Durant les 2 premiers mois de cette année, le volume des échanges commerciaux de la Tunisie avec l’étranger aux prix courants a enregistré un gonflement de 4,7% des exportations, pour une valeur de 4,626 milliards de dinars contre 4,418 milliards à la même période de l’an dernier. Par contre rien ne semble pouvoir enrayer l’envolée des importations, +23,7% durant les 2 premiers mois de 2017, pour une valeur de 7,137 milliards de dinars contre 5,769 milliards en 2016, a fait avoir l’INS. Et bien entendu il est interdit de pointer la main de la Turquie dans cette affaire puisque c’est ce qui avait valu à l’ex-secrétaire d’Etat au Commerce son limogeage. Pourtant la ministre des Finances, Lamia Zribi et le ministre du Commerce, Zied Laadhari ont bel et bien reconnu qu’il y avait un problème avec la Turquie, et un gros…

Bien entendu ces tendances impactent directement la balance commerciale, en creusant le déficit jusqu’à 2,510 milliards de dinars durant les 2 premiers mois de 2017 contre 1,350 milliard durant la même période en 2016.
Idem pour le taux de couverture, en repli, avec-11.8 points en comparaison avec son niveau de 2016. La Tunisie n’a pas pu faire mieux que 64,8% contre 76,6% durant la même période de2016.

Le pays doit cette petite embellie à l’exportation, +4.7%, durant les 2 premiers mois de 2017, aux secteurs de l’agriculture et des industries agro-alimentaires, lesquels affichent +17,4%, boostés par les ventes de dattes (127,5 millions de dinars contre 72,4 millions en 2015).
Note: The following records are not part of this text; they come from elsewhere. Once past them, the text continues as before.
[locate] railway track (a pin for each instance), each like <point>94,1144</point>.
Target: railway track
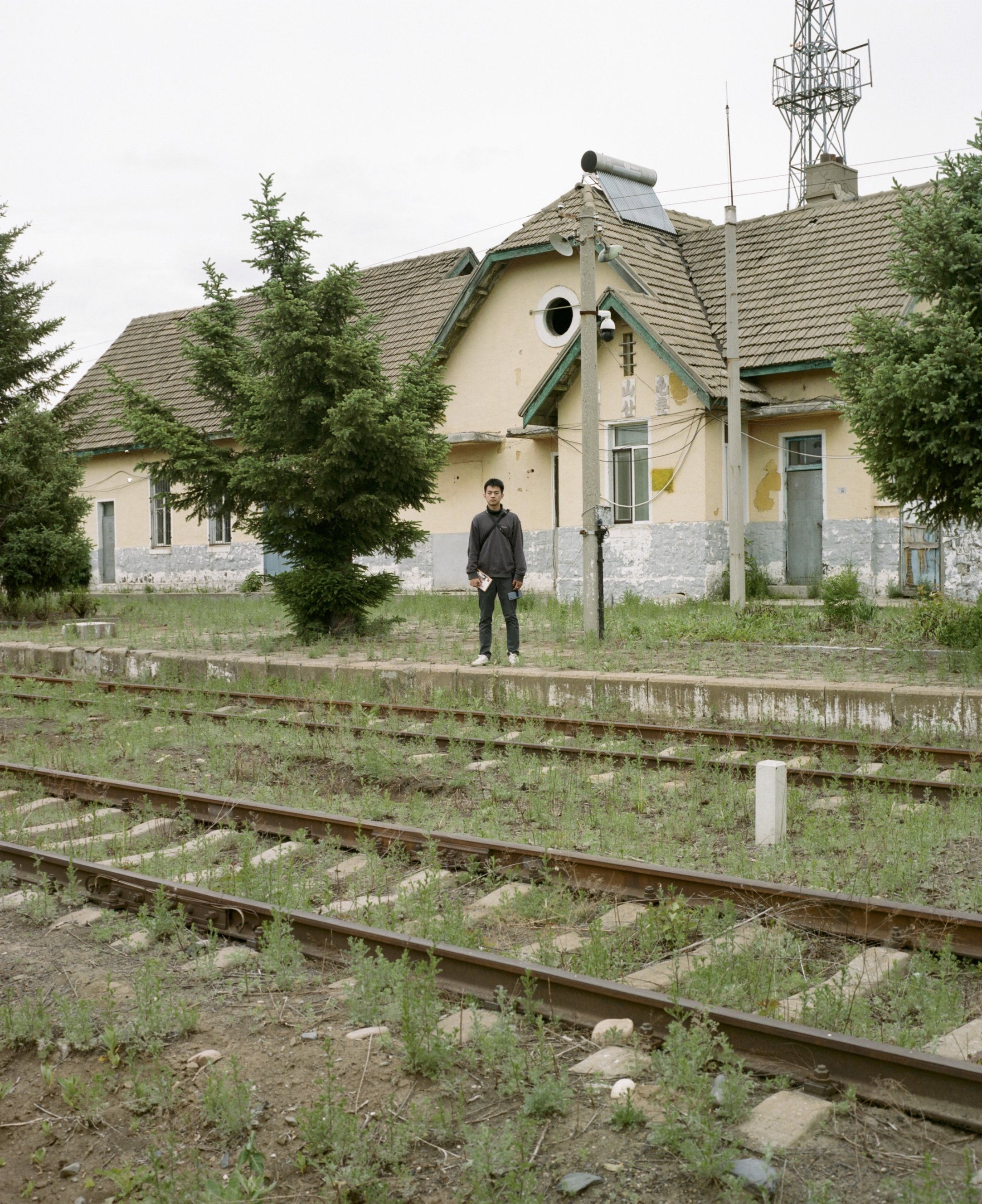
<point>935,789</point>
<point>854,918</point>
<point>928,1085</point>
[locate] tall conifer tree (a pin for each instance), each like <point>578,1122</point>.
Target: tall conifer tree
<point>328,452</point>
<point>43,546</point>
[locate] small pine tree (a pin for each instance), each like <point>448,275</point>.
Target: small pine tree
<point>913,384</point>
<point>328,452</point>
<point>43,546</point>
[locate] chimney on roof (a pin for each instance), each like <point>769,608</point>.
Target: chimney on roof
<point>831,180</point>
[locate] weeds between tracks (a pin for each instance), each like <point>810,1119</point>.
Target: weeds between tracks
<point>337,1148</point>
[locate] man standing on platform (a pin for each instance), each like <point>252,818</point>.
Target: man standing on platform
<point>496,566</point>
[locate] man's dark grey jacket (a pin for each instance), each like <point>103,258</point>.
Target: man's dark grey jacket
<point>499,552</point>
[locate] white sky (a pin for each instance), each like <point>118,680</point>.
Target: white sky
<point>135,131</point>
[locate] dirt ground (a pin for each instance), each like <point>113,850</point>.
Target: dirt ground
<point>865,1153</point>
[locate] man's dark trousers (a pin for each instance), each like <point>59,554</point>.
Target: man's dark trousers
<point>501,587</point>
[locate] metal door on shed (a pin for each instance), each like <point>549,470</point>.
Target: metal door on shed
<point>107,542</point>
<point>803,470</point>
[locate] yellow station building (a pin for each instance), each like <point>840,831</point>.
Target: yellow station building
<point>507,329</point>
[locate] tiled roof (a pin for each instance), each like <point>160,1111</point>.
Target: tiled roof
<point>673,310</point>
<point>801,274</point>
<point>409,298</point>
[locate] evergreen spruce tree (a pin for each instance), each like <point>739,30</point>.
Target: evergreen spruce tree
<point>913,384</point>
<point>43,546</point>
<point>328,452</point>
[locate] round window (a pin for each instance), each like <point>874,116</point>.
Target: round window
<point>559,316</point>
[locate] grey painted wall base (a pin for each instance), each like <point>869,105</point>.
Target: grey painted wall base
<point>651,560</point>
<point>219,566</point>
<point>872,546</point>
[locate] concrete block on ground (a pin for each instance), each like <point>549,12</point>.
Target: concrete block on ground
<point>827,803</point>
<point>863,976</point>
<point>233,956</point>
<point>607,1030</point>
<point>963,1043</point>
<point>802,762</point>
<point>217,836</point>
<point>14,901</point>
<point>73,823</point>
<point>347,869</point>
<point>136,941</point>
<point>612,1062</point>
<point>624,915</point>
<point>784,1120</point>
<point>771,802</point>
<point>734,755</point>
<point>275,853</point>
<point>81,919</point>
<point>564,943</point>
<point>164,825</point>
<point>488,903</point>
<point>28,808</point>
<point>663,975</point>
<point>464,1027</point>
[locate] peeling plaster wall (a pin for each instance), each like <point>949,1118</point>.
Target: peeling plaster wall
<point>222,568</point>
<point>651,560</point>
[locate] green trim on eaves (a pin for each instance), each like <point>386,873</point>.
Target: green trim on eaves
<point>543,392</point>
<point>475,283</point>
<point>797,366</point>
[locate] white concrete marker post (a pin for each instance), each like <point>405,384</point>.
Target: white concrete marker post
<point>771,797</point>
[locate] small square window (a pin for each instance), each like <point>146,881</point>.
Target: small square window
<point>806,452</point>
<point>631,483</point>
<point>221,527</point>
<point>627,353</point>
<point>160,512</point>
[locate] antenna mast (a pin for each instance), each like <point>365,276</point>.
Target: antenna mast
<point>817,88</point>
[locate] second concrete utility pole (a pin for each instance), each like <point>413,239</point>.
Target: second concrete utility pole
<point>590,437</point>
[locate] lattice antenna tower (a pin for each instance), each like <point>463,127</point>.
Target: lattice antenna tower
<point>817,88</point>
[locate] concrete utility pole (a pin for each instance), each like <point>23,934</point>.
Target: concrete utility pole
<point>734,423</point>
<point>590,439</point>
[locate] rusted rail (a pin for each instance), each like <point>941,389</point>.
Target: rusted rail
<point>943,757</point>
<point>921,1083</point>
<point>904,925</point>
<point>926,789</point>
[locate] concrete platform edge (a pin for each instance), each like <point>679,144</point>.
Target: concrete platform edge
<point>875,707</point>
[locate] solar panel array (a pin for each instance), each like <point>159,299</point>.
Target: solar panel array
<point>635,203</point>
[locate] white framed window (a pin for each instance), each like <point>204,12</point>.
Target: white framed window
<point>160,512</point>
<point>632,485</point>
<point>221,527</point>
<point>558,317</point>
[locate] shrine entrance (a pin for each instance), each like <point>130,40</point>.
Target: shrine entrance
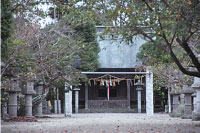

A signaler également les bonnes performances des industries mécaniques et électriques, +7.5%, du textile/habillement et cuirs, +7.1% et des industries manufacturières, +3.8%.

A contrario l’énergie fait grise mine, -39,4%, lestée par la chute des ventes de pétrole brut (69,8 MD en 2017 contre 149,6 MD en 2016). Idem pour le secteur des mines, phosphates et dérivés, qui enregistre un recul de 12,4% suite à la baisse des exportations en acide phosphorique (48,9 MD cette année contre 124 MD en 2016).

Dans le détail, on doit ce bond des importations, +23,7% durant les 2 premiers mois de 2017, à la hausse phénoménales dans le secteur de l’énergie, +135.2%, un mouvement dopé par la montée des achats en pétrole brut (178,2 MD en 2017 contre 31,8 MD en 2016) et produits raffinés (525,1 MD cette année contre 352,8 MD l’an dernier).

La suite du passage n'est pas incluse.